Fortunately, there are two ongoing industry efforts working to drive medical device interoperability. The one most closely related to the home health market is that undertaken by the Continua Health Alliance. This organization, mostly driven by manufacturers, is working at break neck speed (at least for the medical device industry) to create cross vendor interoperability for the ambulatory remote monitoring market that they target.
Another interesting initiative are the efforts behind the Integrate Clinical Environment standards effort. The implementation of ICE is being driven by a number of government grants from places like the NIH and DoD. Another facet of the ICE effort is work with FDA, Continua, AAMI and the Medical Device Plug and Play Interoperability Program at CIMIT.
A third effort, and one that’s farther down the road in many ways, is the IHE PCD domain. The IHE was created as a test and certification consortium for HIT applications and the integration of HIT with medical devices.
Two very successful areas for IHE are the radiology and clinical lab domains. In both cases there were industry standards adopted by both HIT and medical device vendors, and the IHE facilitated the agreement on use cases, and provided certification tests to prove conformity. The PCD (patient care device) domain is hobbled with a major weakness, there is no industry standard that’s been adopted by industry that can be used to integrate medical devices and HIT.
Consequently the PCD domain has had to select industry standards to support the use cases they wanted to implement, and wait for manufacturers to build those standards into their products.

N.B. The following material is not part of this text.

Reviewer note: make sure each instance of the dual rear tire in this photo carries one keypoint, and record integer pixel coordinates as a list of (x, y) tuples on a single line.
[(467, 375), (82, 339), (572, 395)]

Rather than select one broad standard, like DICOM, the PCD domain has taken a piecemeal approach, using bits and pieces of standards, and when necessary creating their own “standards” such as rosetta terminology mapping.
Started in 2005, there are finally a goodly number of vendors with commercial products that support the basic profiles (use cases). The more recent profiles shown at the Interoperability Showcase at HIMSS are mostly works in progress and not yet available as commercial products. It is the slow progress of the participants in the IHE PCD that gave rise to more recent efforts like the ICE standard.
Once characterized as a “market expense” by industry participants, the IHE PCD has become a more serious forum for cross vendor interoperability. This was probably inevitable as the number of defined uses cases or profiles grew to encompass more complete and meaningful workflows like alarm notification. The IHE’s biggest strength is the adoption of its profiles as selection criteria in providers Requests For Proposals. Support for IHE PCD profiles will be increasingly important to connectivity solution vendors targeting applications like clinical documentation, alarm notification/messaging middleware, remote surveillance and data aggregation.
One final effort that should have an important role to play is the MD FIRE project. This effort, called the Medical Device “Free Interoperability Requirements for the Enterprise,” is the result of collaboration by legal council at Partners Healthcare, Johns Hopkins and Kaiser. These institutions came together and created legal language that can be inserted into Requests for Proposals and purchase agreements that places legal burdens on medical device manufacturers to provide connectivity and interoperability capabilities.
It is well known that providers want open systems with cross vendor interoperability. Sadly, it is also well known that most providers will simply buy whatever their currently favored vendor wants to sell them. It is only by including requirements like those in MD FIRE that manufacturers will be incented to actually make those features available – some day, hopefully before I retire.